During your career, you might work as an employee, an independent contractor, a gig worker or freelancer, or own your own business. When you work as an employee, you must fill out a W-4 so your employer knows how much tax to deduct from your paycheck and send it to local or state governments and the federal government.
If you are self-employed, you fill out a Form W-9 (depending on your relationship with certain clients), which those businesses or individuals use to fill out and submit a 1099 to you and the government. Clients don't take taxes out of what they pay you, but they do report your earnings to the IRS.
Read More: Choosing Head of Household When Filing Your Taxes
What Were Allowances?
Until the new Form W-4 came out, you could claim allowances that helped reduce your taxes. For example, if you were single, you could claim zero or one (for yourself) allowance, depending on whether you wanted to have more or less tax withheld from your paychecks.
You would want more taxes withheld if you had other income coming in and wanted to make sure you paid your taxes on that income in a timely manner. If you waited until April 15 to disclose that income, you might have a penalty for late payment on that income. If you overpaid your taxes, you'd get a refund. You could also claim dependents as allowances, further reducing your tax withholding.

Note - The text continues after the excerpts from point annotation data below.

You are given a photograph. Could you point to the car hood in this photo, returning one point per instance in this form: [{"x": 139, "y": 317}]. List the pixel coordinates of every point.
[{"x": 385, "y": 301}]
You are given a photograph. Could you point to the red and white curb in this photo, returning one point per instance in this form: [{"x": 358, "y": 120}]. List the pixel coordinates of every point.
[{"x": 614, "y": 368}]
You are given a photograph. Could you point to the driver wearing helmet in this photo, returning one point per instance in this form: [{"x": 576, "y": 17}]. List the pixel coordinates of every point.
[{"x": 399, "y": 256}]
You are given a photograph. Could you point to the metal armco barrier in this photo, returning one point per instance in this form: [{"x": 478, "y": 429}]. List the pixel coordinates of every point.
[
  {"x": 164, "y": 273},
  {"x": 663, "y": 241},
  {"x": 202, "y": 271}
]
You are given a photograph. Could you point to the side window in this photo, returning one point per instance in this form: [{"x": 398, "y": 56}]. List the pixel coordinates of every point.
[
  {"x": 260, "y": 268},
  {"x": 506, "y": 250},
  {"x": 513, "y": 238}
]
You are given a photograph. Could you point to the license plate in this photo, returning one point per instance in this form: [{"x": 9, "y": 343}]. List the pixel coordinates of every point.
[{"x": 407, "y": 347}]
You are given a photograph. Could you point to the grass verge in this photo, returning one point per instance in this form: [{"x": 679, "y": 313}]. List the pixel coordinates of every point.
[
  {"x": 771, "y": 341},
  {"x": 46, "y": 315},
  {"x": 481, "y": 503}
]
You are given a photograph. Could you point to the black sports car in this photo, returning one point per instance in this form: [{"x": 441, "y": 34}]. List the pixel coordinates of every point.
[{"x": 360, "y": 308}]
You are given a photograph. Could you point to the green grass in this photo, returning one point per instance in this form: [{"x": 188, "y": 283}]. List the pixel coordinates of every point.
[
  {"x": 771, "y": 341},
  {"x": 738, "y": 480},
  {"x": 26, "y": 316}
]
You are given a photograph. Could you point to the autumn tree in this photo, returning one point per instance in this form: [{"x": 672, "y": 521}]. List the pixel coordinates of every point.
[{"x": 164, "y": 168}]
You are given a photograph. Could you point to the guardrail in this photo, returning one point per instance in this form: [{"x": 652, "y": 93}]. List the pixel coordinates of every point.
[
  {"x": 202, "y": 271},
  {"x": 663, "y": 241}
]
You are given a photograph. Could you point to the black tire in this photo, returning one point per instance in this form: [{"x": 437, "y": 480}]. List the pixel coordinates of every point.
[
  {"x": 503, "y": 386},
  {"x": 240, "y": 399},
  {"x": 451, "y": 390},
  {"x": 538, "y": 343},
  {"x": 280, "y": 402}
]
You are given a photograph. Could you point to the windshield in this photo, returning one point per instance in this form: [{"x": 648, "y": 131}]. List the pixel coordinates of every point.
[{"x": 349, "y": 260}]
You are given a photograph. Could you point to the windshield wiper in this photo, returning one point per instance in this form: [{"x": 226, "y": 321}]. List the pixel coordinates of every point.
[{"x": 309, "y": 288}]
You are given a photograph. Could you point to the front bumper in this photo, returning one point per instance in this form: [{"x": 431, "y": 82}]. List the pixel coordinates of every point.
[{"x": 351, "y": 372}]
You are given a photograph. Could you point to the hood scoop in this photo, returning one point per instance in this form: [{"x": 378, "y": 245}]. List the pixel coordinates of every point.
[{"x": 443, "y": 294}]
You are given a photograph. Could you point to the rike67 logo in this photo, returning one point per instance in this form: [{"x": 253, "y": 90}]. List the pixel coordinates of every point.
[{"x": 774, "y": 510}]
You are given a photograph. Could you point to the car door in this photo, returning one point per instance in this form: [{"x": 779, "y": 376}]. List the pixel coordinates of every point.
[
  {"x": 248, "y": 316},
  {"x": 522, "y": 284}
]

Read More: Form 1040: What You Need to Know
What’s New Since 2020?
One of the main changes to the new W-4 is that you no longer claim allowances. You can still claim dependents, however, explains TurboTax. These include family members for whom you pay more than 50 percent of their expenses.
Divorced parents, though, can't each claim the same children as dependents because only the parent who pays most of their expenses can claim them as dependents. You should visit the IRS website page that explains who qualifies, then claim your dependents in Step 3 of the W-4.
The W-4 has changed in other ways, too. For example, in Step 2 of the form, you declare income from a second job, or if you have a spouse with a job who is filing jointly with you. You can use the IRS Tax Withholding Estimator for help finding your withholding levels.
You don't need to fill out a new W-4 if your life situation hasn't changed your filing status and dependents (for example, you married or divorced, had children, took in a dependent parent or minor children aged out).